OPSEU/SEFPO faculty and staff at all 24 public colleges and 16 universities are committed to providing quality education and critical student services and supports.

We share a common cause with students, both domestic and international. We believe that all levels of government must make sure that applicants, students and graduates have the supports they need to succeed in their studies, including access to housing.

We reject the current xenophobic discourse scapegoating international students as the cause of the housing crisis. Let’s be clear about what is causing the housing crisis: decades of inadequate investment in housing, including public and co-operative housing, by all levels of government, as well as housing market speculation and price gouging in the housing and rental markets. Our housing crisis was not caused by international students.

The federal government’s decision on international students will impact the income of Ontario’s public colleges and universities, which makes it even more important that provincial funding be restored to appropriate levels at long last.

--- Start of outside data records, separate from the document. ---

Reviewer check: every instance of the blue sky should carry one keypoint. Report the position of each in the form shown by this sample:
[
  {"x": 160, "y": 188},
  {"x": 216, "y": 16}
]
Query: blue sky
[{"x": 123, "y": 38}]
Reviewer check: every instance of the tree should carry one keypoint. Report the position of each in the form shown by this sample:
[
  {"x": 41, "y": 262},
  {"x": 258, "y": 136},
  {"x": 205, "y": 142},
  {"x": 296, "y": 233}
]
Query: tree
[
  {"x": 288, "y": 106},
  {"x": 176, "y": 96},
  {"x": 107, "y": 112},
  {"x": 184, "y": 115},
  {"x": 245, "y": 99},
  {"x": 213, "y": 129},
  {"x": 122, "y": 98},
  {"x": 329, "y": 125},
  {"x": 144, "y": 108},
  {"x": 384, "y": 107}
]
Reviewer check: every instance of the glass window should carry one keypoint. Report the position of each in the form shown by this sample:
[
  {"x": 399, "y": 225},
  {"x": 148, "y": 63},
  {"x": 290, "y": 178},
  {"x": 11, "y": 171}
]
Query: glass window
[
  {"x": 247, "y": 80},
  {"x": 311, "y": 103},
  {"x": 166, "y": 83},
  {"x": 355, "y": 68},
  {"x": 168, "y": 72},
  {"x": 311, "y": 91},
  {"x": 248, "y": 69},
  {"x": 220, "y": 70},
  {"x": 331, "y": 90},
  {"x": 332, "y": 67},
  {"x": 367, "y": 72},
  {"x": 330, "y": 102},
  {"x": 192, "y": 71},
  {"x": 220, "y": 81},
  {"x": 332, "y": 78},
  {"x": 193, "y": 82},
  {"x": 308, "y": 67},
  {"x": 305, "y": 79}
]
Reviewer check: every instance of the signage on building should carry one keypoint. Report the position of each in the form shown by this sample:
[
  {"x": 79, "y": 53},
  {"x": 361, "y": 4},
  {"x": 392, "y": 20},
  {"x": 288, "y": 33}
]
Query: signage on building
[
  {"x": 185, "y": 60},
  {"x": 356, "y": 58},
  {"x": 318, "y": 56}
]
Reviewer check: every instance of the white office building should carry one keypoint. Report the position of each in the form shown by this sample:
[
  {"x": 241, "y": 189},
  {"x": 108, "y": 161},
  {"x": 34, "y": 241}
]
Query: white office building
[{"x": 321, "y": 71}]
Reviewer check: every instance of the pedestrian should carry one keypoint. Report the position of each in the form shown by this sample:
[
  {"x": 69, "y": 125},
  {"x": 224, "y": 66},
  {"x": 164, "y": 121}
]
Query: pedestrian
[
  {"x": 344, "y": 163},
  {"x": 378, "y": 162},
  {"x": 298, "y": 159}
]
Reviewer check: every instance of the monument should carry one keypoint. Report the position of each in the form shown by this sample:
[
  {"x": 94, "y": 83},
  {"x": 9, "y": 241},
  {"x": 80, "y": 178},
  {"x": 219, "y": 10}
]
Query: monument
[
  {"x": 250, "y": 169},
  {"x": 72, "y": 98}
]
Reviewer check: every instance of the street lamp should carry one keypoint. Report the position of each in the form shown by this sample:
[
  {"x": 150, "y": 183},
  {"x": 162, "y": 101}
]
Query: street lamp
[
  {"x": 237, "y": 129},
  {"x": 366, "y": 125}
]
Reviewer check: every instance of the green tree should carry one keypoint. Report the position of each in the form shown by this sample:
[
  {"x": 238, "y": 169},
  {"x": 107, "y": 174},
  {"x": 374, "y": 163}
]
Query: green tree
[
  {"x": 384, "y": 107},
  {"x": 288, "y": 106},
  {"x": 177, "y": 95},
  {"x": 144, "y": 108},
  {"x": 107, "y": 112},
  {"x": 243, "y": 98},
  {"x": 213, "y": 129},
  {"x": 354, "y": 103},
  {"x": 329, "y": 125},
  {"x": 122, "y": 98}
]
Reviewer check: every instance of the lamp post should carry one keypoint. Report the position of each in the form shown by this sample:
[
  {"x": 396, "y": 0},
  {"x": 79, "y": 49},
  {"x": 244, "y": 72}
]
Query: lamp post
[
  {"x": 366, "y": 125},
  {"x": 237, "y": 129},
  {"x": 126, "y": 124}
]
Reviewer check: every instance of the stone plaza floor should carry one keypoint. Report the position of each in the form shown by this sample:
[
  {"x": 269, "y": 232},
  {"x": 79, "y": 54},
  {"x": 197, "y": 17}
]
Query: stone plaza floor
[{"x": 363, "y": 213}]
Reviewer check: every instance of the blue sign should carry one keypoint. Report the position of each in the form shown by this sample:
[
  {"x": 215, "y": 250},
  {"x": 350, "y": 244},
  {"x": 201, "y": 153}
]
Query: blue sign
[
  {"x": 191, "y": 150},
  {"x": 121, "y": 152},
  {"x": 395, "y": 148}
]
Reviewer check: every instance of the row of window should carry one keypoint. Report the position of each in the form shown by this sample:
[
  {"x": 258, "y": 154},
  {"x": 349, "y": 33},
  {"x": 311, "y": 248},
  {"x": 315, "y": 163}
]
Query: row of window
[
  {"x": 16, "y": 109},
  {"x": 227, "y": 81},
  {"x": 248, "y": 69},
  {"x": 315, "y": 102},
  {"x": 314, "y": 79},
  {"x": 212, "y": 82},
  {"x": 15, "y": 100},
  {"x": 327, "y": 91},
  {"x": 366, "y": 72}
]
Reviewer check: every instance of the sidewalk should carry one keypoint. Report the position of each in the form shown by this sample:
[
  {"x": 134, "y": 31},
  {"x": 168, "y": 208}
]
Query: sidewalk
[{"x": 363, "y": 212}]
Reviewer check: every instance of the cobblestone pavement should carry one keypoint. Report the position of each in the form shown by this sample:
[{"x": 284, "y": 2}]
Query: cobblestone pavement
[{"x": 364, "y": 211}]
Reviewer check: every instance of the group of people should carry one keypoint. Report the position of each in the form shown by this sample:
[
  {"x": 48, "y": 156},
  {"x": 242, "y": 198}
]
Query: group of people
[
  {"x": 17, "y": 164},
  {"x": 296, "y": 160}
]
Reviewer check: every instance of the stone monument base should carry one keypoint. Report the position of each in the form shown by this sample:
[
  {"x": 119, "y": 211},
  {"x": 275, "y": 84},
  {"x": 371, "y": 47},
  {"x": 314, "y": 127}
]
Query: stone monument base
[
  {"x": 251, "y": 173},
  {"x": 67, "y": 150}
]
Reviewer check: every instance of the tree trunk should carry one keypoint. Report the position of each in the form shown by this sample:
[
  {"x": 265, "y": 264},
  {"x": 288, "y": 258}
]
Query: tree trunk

So far, the Ontario government has refused to do so. What is Premier Doug Ford waiting for?

  • Ontario funds colleges on a per-student basis at just 44% of the rate of other provinces.
  • Ontario funds universities on a per-student basis at just 57% of the rate of other provinces.

This is abysmal.

The severe underfunding by the province is the root of the crisis.

As a start, Ontario should raise per-student funding to the average level of other provinces.

Once operating funding is at sustainable levels, then it should be up to individual institutions to determine the appropriate number of international students to welcome to their home campuses.

The point is these determinations must be driven by educational excellence not by financial pressures.

Secondly, we need an end to the problematic partnerships between public and private colleges. Not merely a moratorium on new public-private partnerships, but a winding down of the existing ones. Everyone from the Auditor General of Ontario to the federal Immigration minister has criticized these arrangements.

In our view, students are getting diplomas under false pretenses. Quality assurance is absent when international students get a diploma from a public college without ever studying with a professor or receiving support from staff from that college.

Our experience as staff and faculty is that international and domestic students give so much to the life of our institutions and communities.

Public colleges and universities have a great track record of providing quality education that leads to rewarding careers for students and a skilled workforce for our local, regional and provincial economy. But all of us, students, staff and faculty, are being squeezed by the severe lack of funding. We need a provincial government that believes in educational excellence and funds the system accordingly.